19.12.2016
Neue Kontrastmittel lassen tief blicken
Forscher am Helmholtz Zentrum München haben gemeinsam mit Kollegen der Technischen Universität München zwei molekulare Sensoren entworfen, die ihnen erlauben, Konzentrationsänderungen des wichtigen Botenstoffs Kalzium im Körperinneren sichtbar zu machen. Zwei Publikationen im Fachmagazin 'Analytical Chemistry' beschreiben die neuen Möglichkeiten, die Anwendung in verschiedenen medizinischen Bereichen finden könnten.
Wenn Ärzte und Wissenschaftler lebendes Gewebe untersuchen möchten ohne den Körper zu öffnen, machen sie Gebrauch von modernen Bildgebungsverfahren. Dabei ist die Eindringtiefe jedoch oft begrenzt, denn durch die starke Streuung von Licht verliert sich das Signal nach einer gewissen Distanz.
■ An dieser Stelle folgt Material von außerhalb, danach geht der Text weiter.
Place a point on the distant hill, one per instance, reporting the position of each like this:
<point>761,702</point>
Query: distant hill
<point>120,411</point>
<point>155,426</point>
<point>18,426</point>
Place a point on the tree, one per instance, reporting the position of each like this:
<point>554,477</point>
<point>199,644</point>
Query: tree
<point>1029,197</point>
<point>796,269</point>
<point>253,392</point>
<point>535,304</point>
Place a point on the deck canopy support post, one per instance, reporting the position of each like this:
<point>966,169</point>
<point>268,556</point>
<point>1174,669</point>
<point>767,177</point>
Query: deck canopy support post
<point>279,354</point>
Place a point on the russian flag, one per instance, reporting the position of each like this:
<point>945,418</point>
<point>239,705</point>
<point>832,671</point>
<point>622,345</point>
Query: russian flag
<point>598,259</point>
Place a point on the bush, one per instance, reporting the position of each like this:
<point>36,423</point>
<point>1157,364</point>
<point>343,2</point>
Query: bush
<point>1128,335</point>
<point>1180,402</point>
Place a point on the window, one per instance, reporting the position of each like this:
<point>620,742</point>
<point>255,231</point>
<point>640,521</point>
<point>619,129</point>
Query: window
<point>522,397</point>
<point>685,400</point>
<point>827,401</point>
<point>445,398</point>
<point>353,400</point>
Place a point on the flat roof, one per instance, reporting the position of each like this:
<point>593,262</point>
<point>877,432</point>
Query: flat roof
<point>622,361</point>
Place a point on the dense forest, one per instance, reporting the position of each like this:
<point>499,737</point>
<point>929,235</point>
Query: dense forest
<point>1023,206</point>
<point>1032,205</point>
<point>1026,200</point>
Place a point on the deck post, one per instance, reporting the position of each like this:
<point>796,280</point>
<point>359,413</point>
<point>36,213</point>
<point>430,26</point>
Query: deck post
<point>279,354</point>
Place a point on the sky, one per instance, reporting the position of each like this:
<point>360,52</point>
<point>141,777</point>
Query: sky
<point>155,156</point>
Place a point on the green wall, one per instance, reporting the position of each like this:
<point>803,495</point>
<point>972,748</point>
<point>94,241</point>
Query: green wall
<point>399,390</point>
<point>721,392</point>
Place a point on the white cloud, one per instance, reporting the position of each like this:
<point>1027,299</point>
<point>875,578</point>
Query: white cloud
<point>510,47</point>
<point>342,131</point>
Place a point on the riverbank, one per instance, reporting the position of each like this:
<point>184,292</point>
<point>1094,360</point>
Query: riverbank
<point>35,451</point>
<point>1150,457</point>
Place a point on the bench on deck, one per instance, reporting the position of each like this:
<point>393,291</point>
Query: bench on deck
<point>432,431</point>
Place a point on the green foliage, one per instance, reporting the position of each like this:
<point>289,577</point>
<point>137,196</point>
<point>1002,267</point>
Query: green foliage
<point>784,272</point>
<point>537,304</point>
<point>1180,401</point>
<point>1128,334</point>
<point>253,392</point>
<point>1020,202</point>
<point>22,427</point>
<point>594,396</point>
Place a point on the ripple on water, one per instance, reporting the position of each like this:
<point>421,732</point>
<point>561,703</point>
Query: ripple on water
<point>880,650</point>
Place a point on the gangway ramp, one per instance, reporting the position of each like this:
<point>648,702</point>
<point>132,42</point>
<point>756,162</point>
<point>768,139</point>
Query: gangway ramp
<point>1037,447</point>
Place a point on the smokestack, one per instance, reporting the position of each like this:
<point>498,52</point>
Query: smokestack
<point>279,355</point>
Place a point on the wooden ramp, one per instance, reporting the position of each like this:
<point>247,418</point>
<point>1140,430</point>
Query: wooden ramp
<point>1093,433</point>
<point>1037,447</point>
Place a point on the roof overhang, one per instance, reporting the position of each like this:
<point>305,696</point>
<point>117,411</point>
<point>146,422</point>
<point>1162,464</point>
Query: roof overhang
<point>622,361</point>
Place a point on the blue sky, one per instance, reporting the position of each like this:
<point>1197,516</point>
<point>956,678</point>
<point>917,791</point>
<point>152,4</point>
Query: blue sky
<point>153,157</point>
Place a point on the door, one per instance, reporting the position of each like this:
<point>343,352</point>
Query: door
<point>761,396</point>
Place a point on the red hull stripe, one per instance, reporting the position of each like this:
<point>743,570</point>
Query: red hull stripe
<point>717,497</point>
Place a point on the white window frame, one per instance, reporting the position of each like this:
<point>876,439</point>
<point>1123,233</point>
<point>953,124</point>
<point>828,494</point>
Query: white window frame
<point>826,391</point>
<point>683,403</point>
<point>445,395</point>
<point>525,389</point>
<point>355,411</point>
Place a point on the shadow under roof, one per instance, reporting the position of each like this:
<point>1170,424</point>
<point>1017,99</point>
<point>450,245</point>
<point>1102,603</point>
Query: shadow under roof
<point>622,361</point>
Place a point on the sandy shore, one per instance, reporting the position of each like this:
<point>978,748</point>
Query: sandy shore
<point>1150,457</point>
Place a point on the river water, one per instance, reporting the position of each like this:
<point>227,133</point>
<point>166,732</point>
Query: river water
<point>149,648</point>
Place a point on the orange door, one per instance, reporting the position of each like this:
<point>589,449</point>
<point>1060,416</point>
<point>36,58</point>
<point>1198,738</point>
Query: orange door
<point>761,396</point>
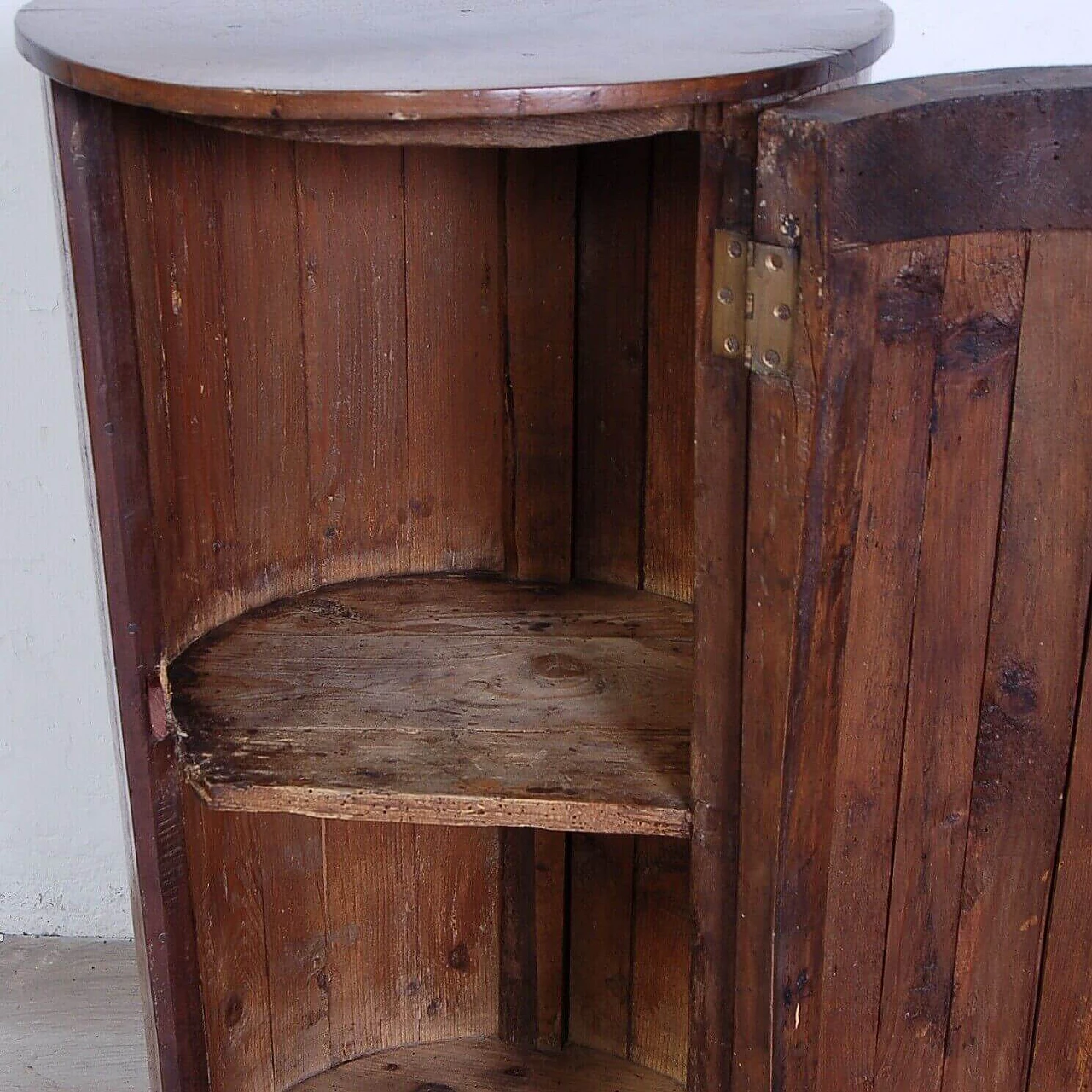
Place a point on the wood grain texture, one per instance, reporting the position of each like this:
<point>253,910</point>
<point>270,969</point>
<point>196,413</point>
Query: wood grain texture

Fortschritte bringen sowohl verbesserte Messgeräte als auch die entsprechenden Kontrastmittelsensoren, die biologische Prozesse in Signale übersetzen, die die Wissenschaftler auslesen können. Unter der Leitung von Prof. Dr. Gil Gregor Westmeyer hat ein Team um die Erstautoren Dr. Anurag Mishra und Dr. Giorgio Pariani am Helmholtz Zentrum München nun in den beiden Arbeiten zwei neue Kontrastmittelsensoren beschrieben. Sie sollen in Zukunft erlauben, Konzentrationsänderungen des zentralen Signalmoleküls Kalzium tief im Gewebe mittels Magnetresonanztomographie beziehungsweise Optoakustischer Bildgebung zu beobachten.
Bei letzterer erwärmen Laserimpulse das Zielgewebe lokal, was zu dessen kurzzeitiger Ausdehnung führt und in der Folge Ultraschallsignale erzeugt. Diese erfassen die Wissenschaftler dann mit einem entsprechenden Detektoren und 'übersetzen' sie in dreidimensionale Bilder - ganz ohne Strahlenbelastung. "Um aber Kalziummoleküle sichtbar zu machen, die etwa bei neuronaler Aktivität in das Nervenzellinnere strömen, bedurfte es eines Tricks", erklärt Studienleiter Westmeyer. "Wir konnten ein Molekül entwickeln, was gezielt an Kalziumionen bindet und dabei seine Farbe - sein Absorptionssprektrum - ändert", so der Wissenschaftler weiter. "Mit diesem Molekül bekommen wir also immer dann eine Signaländerung auf dem Bildschirm, wenn sich die Kalziumkonzentration verschiebt."
Auch ihr zweites Molekül betrachten die Wissenschaftler als vielversprechend: Dabei handelt es sich ebenfalls um einen Bindungspartner für Metallionen, Struktur und Einsatzmöglichkeiten sind aber andere. "Für diesen Ansatz verwenden wir ein etwas aufwändigeres Verfahren", erläutert Studienleiter Westmeyer. "Das Molekül, das wir verwenden, ist mit C13-Kohlenstoffatomen markiert und wird vor der Anwendung zusätzlich hyperpolarisiert." Mit diesem Begriff bezeichnet der Mediziner ein Verfahren, das verwendet wird, um den Kernspin von Atomen zu synchronisieren, was letztlich zu besonders starken Signalen im Magnetresonanztomographen (MRT) führt. Die Bindung von Kalzium an das hyperpolarisierte Molekül verändert die Frequenz mit der dieses im MRT schwingt, ähnlich wie ein Ton der auf einem Seiteninstrument erklingt. Zink, ein weiteres biomedizinisch wichtiges Metallion, das zum Beispiel zusammen mit Insulin ausgeschüttet wird, erzeugt einen anderen Ton. "Durch die Hyperpolarisation des neuen Kontrastmittelsensors sind wir in der Lage, die Sichtbarkeit von Kalzium und ähnlichen Ionen um den Faktor zehn bis hundert zu erhöhen", beschreibt Westmeyer die Verbesserung. "Mögliche Anwendungsfelder sehen wir unter anderem in der kardiovaskulären und neurowissenschaftlichen Forschung."